Enter some text that you want to synthesize, Ctrl-Z to exit
yes is another word causing issues
Word boundary event received: SpeechSynthesisWordBoundaryEventArgs(audio_offset=500000, duration=0:00:00.600000, text_offset=0, word_length=3), audio offset in ms: 50.0ms. Text: yes
Word boundary event received: SpeechSynthesisWordBoundaryEventArgs(audio_offset=6500000, duration=0:00:00.125000, text_offset=4, word_length=2), audio offset in ms: 650.0ms. Text: is
Word boundary event received: SpeechSynthesisWordBoundaryEventArgs(audio_offset=7875000, duration=0:00:00.350000, text_offset=7, word_length=7), audio offset in ms: 787.5ms. Text: another
Word boundary event received: SpeechSynthesisWordBoundaryEventArgs(audio_offset=11500000, duration=0:00:00.187500, text_offset=-1, word_length=5), audio offset in ms: 1150.0ms.
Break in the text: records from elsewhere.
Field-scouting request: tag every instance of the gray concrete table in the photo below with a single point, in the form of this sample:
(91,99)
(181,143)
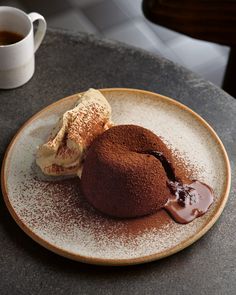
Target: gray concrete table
(69,63)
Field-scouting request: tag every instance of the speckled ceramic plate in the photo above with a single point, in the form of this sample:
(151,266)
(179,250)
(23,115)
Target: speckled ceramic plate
(55,215)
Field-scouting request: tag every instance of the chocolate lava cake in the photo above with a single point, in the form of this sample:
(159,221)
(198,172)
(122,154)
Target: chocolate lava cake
(121,178)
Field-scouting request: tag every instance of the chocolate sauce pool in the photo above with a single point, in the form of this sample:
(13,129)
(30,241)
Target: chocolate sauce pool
(188,201)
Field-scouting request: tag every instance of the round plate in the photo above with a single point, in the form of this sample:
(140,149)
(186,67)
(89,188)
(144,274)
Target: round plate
(55,214)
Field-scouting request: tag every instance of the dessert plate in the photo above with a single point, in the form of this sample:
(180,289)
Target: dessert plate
(55,214)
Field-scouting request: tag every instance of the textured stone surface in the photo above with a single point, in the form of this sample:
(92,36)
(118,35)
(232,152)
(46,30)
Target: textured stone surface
(66,64)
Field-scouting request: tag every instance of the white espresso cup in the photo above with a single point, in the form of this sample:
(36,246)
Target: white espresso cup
(17,61)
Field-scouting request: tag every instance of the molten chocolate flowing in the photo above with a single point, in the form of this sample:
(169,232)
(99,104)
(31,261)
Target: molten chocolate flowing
(188,201)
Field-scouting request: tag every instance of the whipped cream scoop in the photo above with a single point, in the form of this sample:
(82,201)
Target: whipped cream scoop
(66,147)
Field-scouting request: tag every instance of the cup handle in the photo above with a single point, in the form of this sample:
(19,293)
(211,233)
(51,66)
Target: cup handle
(41,30)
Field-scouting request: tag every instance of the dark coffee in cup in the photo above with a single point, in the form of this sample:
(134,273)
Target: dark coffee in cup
(7,37)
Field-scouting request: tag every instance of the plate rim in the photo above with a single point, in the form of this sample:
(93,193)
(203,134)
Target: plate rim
(126,261)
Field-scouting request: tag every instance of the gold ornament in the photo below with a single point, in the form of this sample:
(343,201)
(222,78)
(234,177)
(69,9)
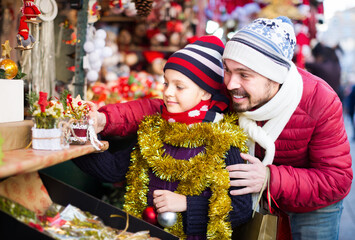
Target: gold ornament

Text: her w
Word boundary event received: SpeechSynthesisWordBoundaryEventArgs(audio_offset=13500000, duration=0:00:00.387500, text_offset=16, word_length=8), audio offset in ms: 1350.0ms. Text: ord caus
Word boundary event received: SpeechSynthesisWordBoundaryEventArgs(audio_offset=17500000, duration=0:00:00.587500, text_offset=24, word_length=10), audio offset in ms: 1750.0ms. Text: ing issues
Speech synthesized for text [yes is another word causing issues]
103726 bytes of audio data received.